Debian stable seems to be 1.48 (S-14), oldstable and oldoldstable go as far back as 1.34 (S-28) on some arches, but are 1.41 (S-21) on the more common arches. Certainly "1.31 because of the 2018 edition" is a completely reasonable bound on how far back we go. That's S-31, that's a very long time in the rust world.

"Stable-X, or a semver break if we want to go newer sooner" sounds good to me because I like the idea of people learning to adapt to a small semver break here and there, but I suspect most of the rest of folks would call that a completely wild thing to invite into the ecosystem.

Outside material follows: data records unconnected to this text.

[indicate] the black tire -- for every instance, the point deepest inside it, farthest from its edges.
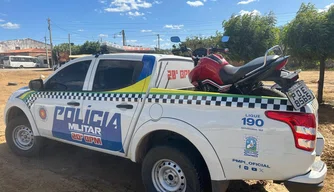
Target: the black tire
(196, 177)
(265, 91)
(37, 142)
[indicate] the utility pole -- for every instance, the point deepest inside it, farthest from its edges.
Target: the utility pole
(123, 35)
(49, 27)
(158, 42)
(46, 52)
(69, 43)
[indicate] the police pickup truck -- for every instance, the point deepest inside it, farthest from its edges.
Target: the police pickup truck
(142, 107)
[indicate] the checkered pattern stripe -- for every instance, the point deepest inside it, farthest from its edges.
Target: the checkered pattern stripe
(128, 97)
(241, 102)
(258, 103)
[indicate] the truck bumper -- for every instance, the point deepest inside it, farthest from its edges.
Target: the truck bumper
(219, 186)
(312, 181)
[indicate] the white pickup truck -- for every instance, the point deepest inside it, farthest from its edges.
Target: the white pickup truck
(142, 107)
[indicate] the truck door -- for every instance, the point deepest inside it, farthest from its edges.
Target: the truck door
(116, 86)
(57, 108)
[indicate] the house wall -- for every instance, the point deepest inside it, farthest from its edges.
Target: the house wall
(21, 44)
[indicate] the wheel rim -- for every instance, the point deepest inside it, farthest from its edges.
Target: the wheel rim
(167, 176)
(23, 137)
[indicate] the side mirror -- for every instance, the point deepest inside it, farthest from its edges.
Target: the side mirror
(225, 39)
(175, 39)
(36, 85)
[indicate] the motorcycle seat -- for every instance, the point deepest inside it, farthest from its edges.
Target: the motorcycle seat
(230, 74)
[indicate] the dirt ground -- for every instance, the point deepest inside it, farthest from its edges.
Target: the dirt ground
(66, 168)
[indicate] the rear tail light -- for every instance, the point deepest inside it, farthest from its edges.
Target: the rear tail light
(282, 64)
(303, 126)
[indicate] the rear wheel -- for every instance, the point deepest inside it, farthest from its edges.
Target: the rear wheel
(169, 169)
(265, 91)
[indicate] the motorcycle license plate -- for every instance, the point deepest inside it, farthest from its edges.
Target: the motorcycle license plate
(300, 95)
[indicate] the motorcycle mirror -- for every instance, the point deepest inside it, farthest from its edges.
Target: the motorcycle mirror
(225, 39)
(175, 39)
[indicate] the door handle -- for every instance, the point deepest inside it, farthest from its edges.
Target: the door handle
(125, 106)
(73, 103)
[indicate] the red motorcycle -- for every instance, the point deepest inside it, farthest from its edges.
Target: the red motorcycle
(212, 73)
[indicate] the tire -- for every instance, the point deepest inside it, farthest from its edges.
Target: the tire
(27, 145)
(189, 173)
(265, 91)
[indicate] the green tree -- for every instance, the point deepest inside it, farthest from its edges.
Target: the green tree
(310, 37)
(250, 35)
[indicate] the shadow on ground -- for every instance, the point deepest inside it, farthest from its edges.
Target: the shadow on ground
(97, 171)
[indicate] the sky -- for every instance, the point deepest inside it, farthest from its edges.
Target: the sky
(142, 20)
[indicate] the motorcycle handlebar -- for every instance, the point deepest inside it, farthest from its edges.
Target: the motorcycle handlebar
(213, 50)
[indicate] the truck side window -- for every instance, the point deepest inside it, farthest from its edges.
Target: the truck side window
(71, 78)
(116, 74)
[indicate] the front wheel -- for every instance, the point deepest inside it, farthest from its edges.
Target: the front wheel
(20, 137)
(168, 169)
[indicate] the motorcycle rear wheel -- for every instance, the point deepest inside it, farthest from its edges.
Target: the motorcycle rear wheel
(265, 91)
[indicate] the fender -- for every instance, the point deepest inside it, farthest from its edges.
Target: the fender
(14, 102)
(186, 130)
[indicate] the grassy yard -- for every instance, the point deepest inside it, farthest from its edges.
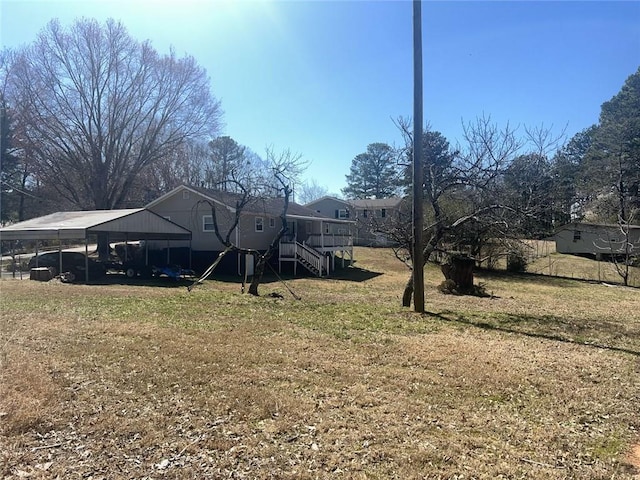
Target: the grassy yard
(539, 380)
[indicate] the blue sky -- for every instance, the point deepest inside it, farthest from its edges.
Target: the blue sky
(326, 78)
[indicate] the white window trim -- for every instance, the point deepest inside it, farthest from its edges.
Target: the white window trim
(205, 223)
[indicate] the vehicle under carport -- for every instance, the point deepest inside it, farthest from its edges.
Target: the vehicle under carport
(126, 225)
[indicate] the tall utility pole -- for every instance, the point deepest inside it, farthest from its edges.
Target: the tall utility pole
(418, 175)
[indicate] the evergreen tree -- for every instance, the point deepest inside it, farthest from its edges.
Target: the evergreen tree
(613, 159)
(373, 174)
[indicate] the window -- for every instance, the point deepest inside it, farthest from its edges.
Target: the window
(207, 223)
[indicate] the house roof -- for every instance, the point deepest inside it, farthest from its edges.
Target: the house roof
(374, 203)
(268, 206)
(327, 197)
(370, 203)
(574, 225)
(129, 224)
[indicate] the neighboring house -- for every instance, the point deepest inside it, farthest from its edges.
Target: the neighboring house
(312, 240)
(597, 240)
(372, 216)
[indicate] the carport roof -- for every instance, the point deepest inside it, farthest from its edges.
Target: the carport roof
(129, 224)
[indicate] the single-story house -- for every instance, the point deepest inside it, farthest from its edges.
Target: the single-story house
(313, 240)
(598, 240)
(371, 215)
(85, 226)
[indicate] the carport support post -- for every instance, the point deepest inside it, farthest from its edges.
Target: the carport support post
(59, 254)
(86, 259)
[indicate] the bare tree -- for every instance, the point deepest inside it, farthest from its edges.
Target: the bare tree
(274, 188)
(309, 191)
(460, 189)
(101, 107)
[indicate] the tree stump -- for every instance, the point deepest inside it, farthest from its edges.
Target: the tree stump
(460, 271)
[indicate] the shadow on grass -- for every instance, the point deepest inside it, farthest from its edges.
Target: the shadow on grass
(350, 274)
(526, 325)
(163, 282)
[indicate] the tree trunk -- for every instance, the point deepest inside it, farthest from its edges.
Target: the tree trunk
(257, 275)
(460, 271)
(408, 292)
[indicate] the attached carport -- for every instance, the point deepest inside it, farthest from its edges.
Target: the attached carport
(118, 225)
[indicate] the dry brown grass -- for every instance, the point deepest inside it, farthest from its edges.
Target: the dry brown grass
(123, 381)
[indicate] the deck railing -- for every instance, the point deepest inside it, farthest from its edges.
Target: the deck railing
(329, 240)
(305, 253)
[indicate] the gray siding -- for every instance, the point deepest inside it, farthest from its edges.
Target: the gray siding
(584, 239)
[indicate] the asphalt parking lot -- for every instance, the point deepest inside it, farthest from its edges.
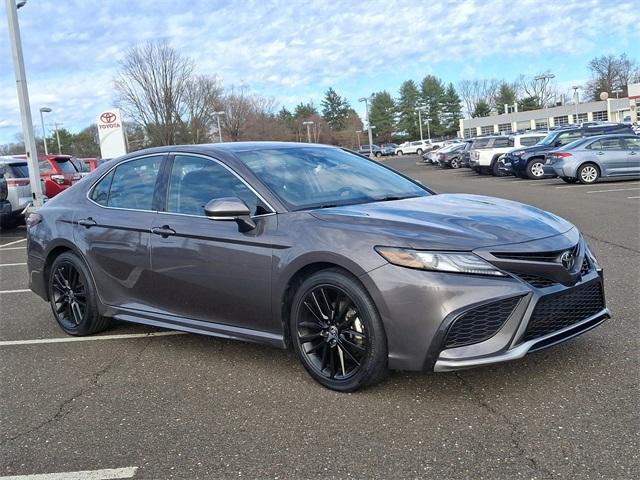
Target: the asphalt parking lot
(154, 405)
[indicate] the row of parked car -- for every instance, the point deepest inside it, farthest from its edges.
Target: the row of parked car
(57, 173)
(576, 153)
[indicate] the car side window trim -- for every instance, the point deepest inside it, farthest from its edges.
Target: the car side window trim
(166, 179)
(112, 169)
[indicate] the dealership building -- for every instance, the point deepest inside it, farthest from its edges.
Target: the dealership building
(612, 109)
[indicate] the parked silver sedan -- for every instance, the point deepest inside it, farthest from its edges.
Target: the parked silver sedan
(589, 159)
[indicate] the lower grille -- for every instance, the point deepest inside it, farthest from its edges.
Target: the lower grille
(480, 323)
(555, 312)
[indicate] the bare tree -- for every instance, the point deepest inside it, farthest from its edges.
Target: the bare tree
(202, 98)
(544, 90)
(610, 73)
(151, 87)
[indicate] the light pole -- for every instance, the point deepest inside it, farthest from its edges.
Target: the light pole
(44, 132)
(576, 99)
(308, 124)
(366, 107)
(544, 78)
(217, 114)
(23, 101)
(420, 110)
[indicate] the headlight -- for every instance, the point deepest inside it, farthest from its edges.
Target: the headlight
(439, 261)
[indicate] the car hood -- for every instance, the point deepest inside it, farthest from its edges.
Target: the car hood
(449, 221)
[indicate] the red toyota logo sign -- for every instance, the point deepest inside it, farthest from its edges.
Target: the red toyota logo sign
(108, 117)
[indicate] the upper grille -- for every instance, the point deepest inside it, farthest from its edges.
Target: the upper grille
(533, 256)
(556, 312)
(480, 323)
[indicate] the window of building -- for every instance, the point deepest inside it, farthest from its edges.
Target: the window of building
(582, 117)
(504, 128)
(542, 124)
(561, 120)
(600, 116)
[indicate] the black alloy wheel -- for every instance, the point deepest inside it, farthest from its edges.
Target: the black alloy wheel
(337, 333)
(72, 296)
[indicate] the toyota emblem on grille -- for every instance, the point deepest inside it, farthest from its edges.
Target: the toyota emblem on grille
(567, 259)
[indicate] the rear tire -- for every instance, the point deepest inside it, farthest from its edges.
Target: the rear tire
(588, 173)
(535, 169)
(73, 296)
(337, 333)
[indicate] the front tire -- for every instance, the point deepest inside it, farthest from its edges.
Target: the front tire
(73, 297)
(337, 333)
(588, 173)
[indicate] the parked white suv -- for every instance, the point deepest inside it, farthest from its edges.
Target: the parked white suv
(417, 147)
(485, 160)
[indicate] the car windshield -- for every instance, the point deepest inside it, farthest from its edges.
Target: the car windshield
(65, 165)
(310, 177)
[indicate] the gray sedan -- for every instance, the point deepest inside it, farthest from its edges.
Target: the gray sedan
(589, 159)
(354, 266)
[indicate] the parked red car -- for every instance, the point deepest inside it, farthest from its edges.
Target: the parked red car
(58, 173)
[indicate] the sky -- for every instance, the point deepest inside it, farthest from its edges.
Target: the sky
(294, 50)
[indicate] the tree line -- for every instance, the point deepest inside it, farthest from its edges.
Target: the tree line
(165, 101)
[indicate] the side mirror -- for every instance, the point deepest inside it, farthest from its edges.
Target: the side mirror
(230, 208)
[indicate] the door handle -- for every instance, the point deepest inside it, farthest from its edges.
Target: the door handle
(164, 231)
(87, 222)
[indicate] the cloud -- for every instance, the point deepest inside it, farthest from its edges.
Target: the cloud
(287, 49)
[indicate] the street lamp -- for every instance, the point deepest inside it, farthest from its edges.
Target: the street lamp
(544, 78)
(44, 132)
(366, 107)
(308, 124)
(576, 99)
(23, 101)
(217, 114)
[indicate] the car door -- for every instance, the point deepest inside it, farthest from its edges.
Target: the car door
(611, 155)
(633, 155)
(113, 229)
(208, 270)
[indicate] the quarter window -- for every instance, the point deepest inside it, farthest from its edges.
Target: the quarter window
(130, 185)
(196, 180)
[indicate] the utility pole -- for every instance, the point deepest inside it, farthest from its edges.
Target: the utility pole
(366, 106)
(56, 125)
(308, 124)
(23, 100)
(217, 114)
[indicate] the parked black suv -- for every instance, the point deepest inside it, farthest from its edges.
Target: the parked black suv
(529, 162)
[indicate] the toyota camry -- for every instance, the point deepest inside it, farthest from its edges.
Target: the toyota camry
(354, 266)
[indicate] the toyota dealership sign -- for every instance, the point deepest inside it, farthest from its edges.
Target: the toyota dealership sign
(111, 134)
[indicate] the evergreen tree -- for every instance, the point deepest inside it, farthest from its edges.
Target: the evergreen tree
(382, 113)
(432, 92)
(335, 109)
(482, 109)
(451, 111)
(408, 100)
(506, 95)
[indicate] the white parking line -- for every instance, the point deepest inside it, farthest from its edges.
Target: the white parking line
(123, 336)
(105, 474)
(582, 186)
(13, 243)
(614, 190)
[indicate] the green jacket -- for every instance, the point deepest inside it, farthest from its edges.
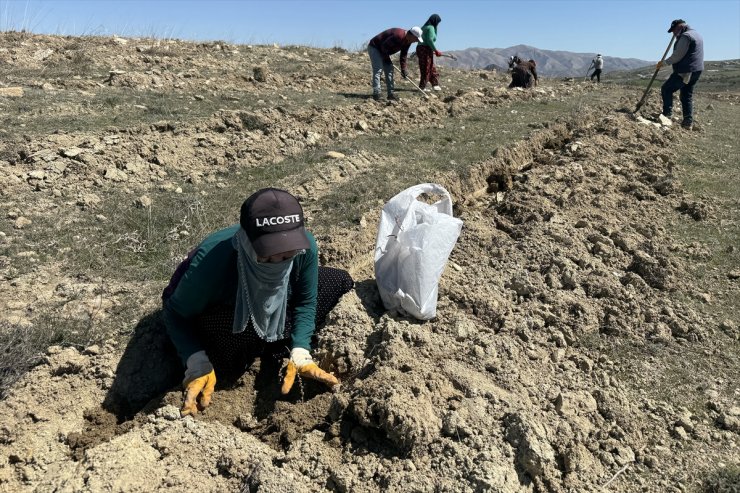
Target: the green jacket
(211, 280)
(429, 36)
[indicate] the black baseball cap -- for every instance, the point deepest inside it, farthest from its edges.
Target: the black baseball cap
(273, 221)
(676, 23)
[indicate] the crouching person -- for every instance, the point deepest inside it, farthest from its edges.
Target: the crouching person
(523, 74)
(247, 286)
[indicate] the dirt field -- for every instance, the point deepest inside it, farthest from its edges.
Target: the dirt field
(586, 336)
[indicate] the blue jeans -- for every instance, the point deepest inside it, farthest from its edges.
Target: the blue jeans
(379, 65)
(673, 84)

I suspect that, in the long run, picking a larger value of X to be more compatible with linux distribution would be useful. I suspect that having any rolling MSRV policy will unstick most of the problem with the libc crate. I suspect that once the MSRV is rolling regularly that alone will be enough to take the pressure off. Even if the delay is larger than the proposed 2 or 4 (which I think are way too short), the fact that it's only a delay, not a "the libc crate is stuck on 1.13 forever!" should be enough to ease the maintenance tension by quite a bit.

According to the one source of any version usage we had, 85-90% of users were within S-4, which means that 10-15% of people get cut off by a window as short as S-4. Should we be okay with that for such a foundational crate? I don't think so. For a crate like libc, extra compatibility should be a great virtue. It's just gotten a little out of hand by going all the way back to 1.13 is all. Even S-10 should be fine as long as it's a rolling minimum.